SEKUEN PRODUKTIVITAS LAHAN DI WILAYAH KARST KARANGASEM, KECAMATAN PONJONG, KABUPATEN GUNUNGKIDUL1 A. M. Sudihardjo* dan Tejoyuwono Notohadiprawiro** *
Instalasi Penelitian dan Pengkajian Teknologi Pertanian Yogyakarta ** Fakultas Pertanian Universitas Gadjah Mada, Yogyakarta
ABSTRAK Wilayah karst Gunungkidul terbentuk dari batugamping merupakan hasil angkatan pada zaman Pliosen. Wilayah karst umumnya dicirikan oleh drainase di bawah tanah serta tidak adanya air permukaan yang permanen. Dolin terbentuk karena pelarutan batu gamping oleh air hujan. Tanah-tanah yang terbentuk di lahan Karst umumnya dangkal (< 50 cm), kecuali di daerah dolin. Kondisi demikian diakibatkan oleh erosi yang cukup berat, yang disebabkan oleh beberapa faktor, antara lain pengelolaan tanah yang salah tanpa memperhatikan kaidah konservasi kelestarian lingkungan, terjadinya penggundulan hutan, dan lain-lain, sehingga terbentuk lahan kritis. Daerah dolin mendapatkan bahan dari atasnya sehingga relatif mempunyai unsur-unsur hara yang lebih tinggi dan lebih subur. Daerah dolin lebih berpotensi untuk usahatani tanaman pangan. Daerah di atasnya yang berlereng > 15% harus digunakan untuk usahatani tanaman tahunan bernilai ekonomi tinggi. Sekuen produktivitas lahan berdasarkan unsur-unsur hara dan kelerengan menunjukkkan bahwa di daerah yang berlereng > 15% masih cukup baik untuk tanaman tahunan dengan masukan tinggi (misalnya: pupuk dosis tinggi).
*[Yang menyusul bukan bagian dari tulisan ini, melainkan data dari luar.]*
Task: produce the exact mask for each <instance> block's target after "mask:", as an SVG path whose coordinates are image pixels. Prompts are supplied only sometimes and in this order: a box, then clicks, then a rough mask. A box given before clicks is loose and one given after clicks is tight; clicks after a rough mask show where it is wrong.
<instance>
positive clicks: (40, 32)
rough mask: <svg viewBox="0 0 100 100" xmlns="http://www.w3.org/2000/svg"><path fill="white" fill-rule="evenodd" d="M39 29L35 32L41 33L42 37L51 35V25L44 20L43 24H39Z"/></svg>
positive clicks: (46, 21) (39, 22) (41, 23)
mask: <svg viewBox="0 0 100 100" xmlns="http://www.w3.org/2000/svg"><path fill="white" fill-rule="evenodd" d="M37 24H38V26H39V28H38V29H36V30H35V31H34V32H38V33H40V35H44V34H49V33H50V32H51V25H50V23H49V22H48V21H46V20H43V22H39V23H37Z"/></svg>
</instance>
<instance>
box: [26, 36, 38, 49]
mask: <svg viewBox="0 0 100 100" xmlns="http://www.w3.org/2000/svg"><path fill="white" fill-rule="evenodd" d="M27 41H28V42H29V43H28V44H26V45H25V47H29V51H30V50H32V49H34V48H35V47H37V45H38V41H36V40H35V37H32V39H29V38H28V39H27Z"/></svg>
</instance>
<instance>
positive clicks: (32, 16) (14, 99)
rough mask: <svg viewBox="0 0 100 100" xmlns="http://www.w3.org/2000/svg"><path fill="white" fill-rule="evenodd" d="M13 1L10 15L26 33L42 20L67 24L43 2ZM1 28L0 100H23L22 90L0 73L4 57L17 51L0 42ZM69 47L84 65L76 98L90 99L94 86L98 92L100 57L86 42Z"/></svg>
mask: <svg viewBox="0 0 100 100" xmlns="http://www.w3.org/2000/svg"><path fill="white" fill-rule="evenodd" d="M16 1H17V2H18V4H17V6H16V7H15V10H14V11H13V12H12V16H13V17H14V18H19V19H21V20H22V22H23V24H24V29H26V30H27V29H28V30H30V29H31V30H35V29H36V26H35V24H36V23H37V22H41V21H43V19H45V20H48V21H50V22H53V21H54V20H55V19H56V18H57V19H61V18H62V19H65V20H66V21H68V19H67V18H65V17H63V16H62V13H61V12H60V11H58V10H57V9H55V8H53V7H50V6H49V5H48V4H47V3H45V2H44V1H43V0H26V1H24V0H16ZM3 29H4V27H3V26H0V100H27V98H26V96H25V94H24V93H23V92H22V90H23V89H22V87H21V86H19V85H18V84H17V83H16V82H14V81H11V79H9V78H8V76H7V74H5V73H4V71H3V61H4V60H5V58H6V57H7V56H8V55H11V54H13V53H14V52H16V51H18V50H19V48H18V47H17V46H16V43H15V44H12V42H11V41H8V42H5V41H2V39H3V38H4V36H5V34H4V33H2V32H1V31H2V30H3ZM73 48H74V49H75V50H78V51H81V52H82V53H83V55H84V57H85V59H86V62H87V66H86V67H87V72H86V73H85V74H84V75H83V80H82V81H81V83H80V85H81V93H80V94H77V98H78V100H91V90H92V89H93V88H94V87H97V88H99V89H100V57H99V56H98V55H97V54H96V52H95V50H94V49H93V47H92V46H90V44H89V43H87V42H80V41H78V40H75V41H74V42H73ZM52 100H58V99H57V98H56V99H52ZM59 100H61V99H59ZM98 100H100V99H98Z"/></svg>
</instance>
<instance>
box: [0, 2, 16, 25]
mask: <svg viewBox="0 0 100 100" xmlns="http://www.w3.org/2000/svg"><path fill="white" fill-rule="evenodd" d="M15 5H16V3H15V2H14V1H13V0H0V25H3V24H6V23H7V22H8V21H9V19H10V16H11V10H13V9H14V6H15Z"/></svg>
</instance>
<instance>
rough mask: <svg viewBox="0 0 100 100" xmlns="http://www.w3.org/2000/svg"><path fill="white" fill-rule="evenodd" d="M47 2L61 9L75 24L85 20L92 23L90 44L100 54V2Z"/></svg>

Daerah berlereng 8-15% cukup baik untuk tanaman pangan asal diikuti pengelolaan lahan yang baik yaitu dengan tanaman penguat di bibir teras, pupuk dosis tinggi, cukup sinar matahari dan waktu tanam tepat waktu. Daerah dolin berlereng 0 - 8% baik untuk tanaman pangan lahan kering. Penelitian ini dilakukan dengan interpolasi kebutuhan jenis tanaman akan unsur hara, kedalaman perakaran tanaman dan lain-lain dengan data tanah baik fisik kimia dan mineraloginya serta data iklim (curah hujan, temperatur dan kelembaban tanah). Usahatani keseluruhannya mempunyai kendala utama yaitu ketersediaan air.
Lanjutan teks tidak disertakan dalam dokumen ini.